TM jurisdiction: Hummel, Nintendo & Parfummarken
A series of recent cases (Hummel Holding v Nike, Nintendo v BigBen Interactive and Parfummarken) have considered the circumstances in which national courts have jurisdiction over entities not based within that member state. Here we review some of the key decisions.
Hummel Holding A/S v Nike, Inc: establishing an establishment
Article 125(1) of Council Regulation 2017/1001/EU (EUTMR) provides that a defendant should be sued in the member state in which it is domiciled or has an establishment. Pan EU relief is available in such circumstances (Article 126(1) EUTMR). The CJEU has provided clarification on the meaning of an “establishment” for the purposes of Article 125(1) (previously Article 97(1) of Council Regulation 207/2009).

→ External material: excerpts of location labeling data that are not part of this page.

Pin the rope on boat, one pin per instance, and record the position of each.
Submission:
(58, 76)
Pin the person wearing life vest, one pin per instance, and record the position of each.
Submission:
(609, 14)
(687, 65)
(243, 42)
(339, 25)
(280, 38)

Hummel Holding (Hummel) sued Nike Inc (a US company) in Germany for trade mark infringement on the basis that Nike Deutschland GmbH (located in Frankfurt, but not a party to the proceedings) is an establishment of Nike Inc. The Nike parties argued that the German Court lacked jurisdiction over Nike Inc in the absence of clarity as to what constituted an “establishment” in the context of Article 97(1) (now Article 125(1)). The German Court referred the matter to the CJEU for a ruling.
The CJEU concluded that Article 97(1) (now Article 125(1)) “must be interpreted as meaning that a legally distinct second-tier subsidiary, with its seat in a Member State, of a parent body that has no seat in the European Union is an ‘establishment’…of that parent body if the subsidiary is a centre of operations which, in the Member State where it is located, has a certain real and stable presence from which commercial activity is pursued, and has the appearance of permanency to the outside world, such as an extension of the parent body.”
This decision increases the likelihood of pan-EU injunctions being granted against non-EU parent companies and opens the door to forum shopping for such purpose.
Nintendo Co Ltd v BigBen Interactive GmbH, BigBen Interactive SA: defendant domiciled in a different member state
In this case the CJEU provided guidance on (1) when a national court will have jurisdiction to grant pan-EU relief against a defendant domiciled in a different member state, and (2) how the concept of ‘the country in which the act of infringement was referred to’ in Article 8(2) of Regulation No. 864/2007 (Rome II) should be interpreted.
BigBen Interactive SA (BB France) was selling remote controls and accessories compatible with the Wii video game console via its website directly to consumers in France as well as to its subsidiary, BigBen Interactive GmbH (BB Germany). In turn, BB Germany sold the goods via its website to consumers in Germany and Austria. Nintendo owned various Community designs for the Wii console accessories and brought infringement proceedings against both BB France and BB Germany in Germany, in which it sought, amongst other things, supplementary orders for the provision of accounting documents, financial compensation, reimbursement of legal fees, publication of judgment and the destruction and recall of infringing goods.
The German Court asked whether it had jurisdiction over BB France and the ability to grant pan-EU relief in relation to the same, including the supplementary orders sought. The CJEU confirmed that it did.
The German Court also sought guidance on how to determine where the act of infringement was committed for the purpose of establishing the law applicable to the supplementary orders sought. The CJEU concluded that the Court should conduct an overall assessment of the defendant’s conduct to determine the place where the initial act of infringement was committed or threatened.
Decision of the German Court in Parfummarken: an overall assessment
In this case the German Federal Court of Justice (BGH) conducted an overall assessment of the infringing activities of the defendant in order to determine whether it had jurisdiction over the infringement claim brought by the claimant.
The defendant is a perfume distributor based in Italy which used the claimant’s trade marks on its Italian .it website (which featured a German language version) and sold goods to a company based in Germany. The claimant sued the defendant for trade mark infringement in Germany.
Decision of the BGH
The BGH, influenced by the decision of the CJEU in Nintendo, conducted an overall assessment of the defendant’s conduct and concluded that the initial infringing act ie, the placing of the offer to purchase the infringing goods on the defendant’s website, took place in Italy. Consequently the German Court lacked jurisdiction over the claim.
This decision recalls that of the English Court in AMS Neve v Heritage Audio in which it was held that where infringing goods are sold on a website, the infringing act was the step of placing the infringing sign on the website. Such action is likely to occur in the member state where the defendant is domiciled or established.
These cases confirm that where infringing goods are bought online, Article 125(5) EUTMR may not provide much of an alternative in practice to the rule in Article 125(1) EUTMR (that a defendant should be sued in the member state of its domicile/establishment). The cases also underline the importance of registering national trade marks in key jurisdictions.
These recent cases on jurisdiction need to be kept in mind when determining litigation strategy.